Second Congressional Results: Moisture caused Clermont County ballots to be delayed

Covering the results for Reuters in the Hackett/Schmidt fight for Ohio’s Second Congressional District Tuesday evening at the Hamilton County Board of Elections turned out to be a later night than most expected. Why? Clermont County couldn’t count their votes.

A Cincinnati Enquirer story neglected to mention why the ballots were late, but quoted Hamilton County Democratic Party chairman Tim Burke as saying he wasn’t sure what the hell happened.

An unused portion of the story I filed for Reuters neglected to mention an explantion put forth by Hamilton County Board of Elections executive director John Williams. Apparently humidity in the air allowed moisture to seep into the Clermont ballots thus making them uncountable until they returned to the ambient room temperature where the machines were located at the Clermont County BOE. Clermont uses an optical-scan method for collecting and tallying votes.

Williams went on to say that he felt that eventually all counties would be required to use this system – and he isn’t happy about it for reasons like Tuesday’s delay. He advocates continued use of the punch-card method and buying an additional device than can electronically check the punch cards for over-voting and hanging chads.
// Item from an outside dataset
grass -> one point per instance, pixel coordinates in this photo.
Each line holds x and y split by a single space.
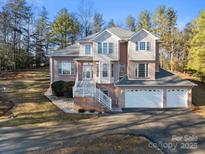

“We’ve used the current system for 30 years,” Williams said. “I bet in another ten years we’ll go back to something like the punch cards.”


Posted

in

by

Tags:

Comments

3 responses to “Second Congressional Results: Moisture caused Clermont County ballots to be delayed”

  1. Gregory Korte Avatar

    Howard Wilkinson had this story in Thursday’s edition.

  2. Joe Avatar

    True. Howard does have this story in Thursday’s edition – about six hours after I posted it on my Blog.

  3. alex Avatar

    After Florida 2000, Ohio 2004, and everything that’s come light since then about the Rovian death grip on power, it doesn’t seem too tinfoilish to wonder whether the GOP’s approach to close elections in Ohio isn’t the same as the party’s approach to close votes on the House floor — in which the count is held open until the leadership gets the result it wanted.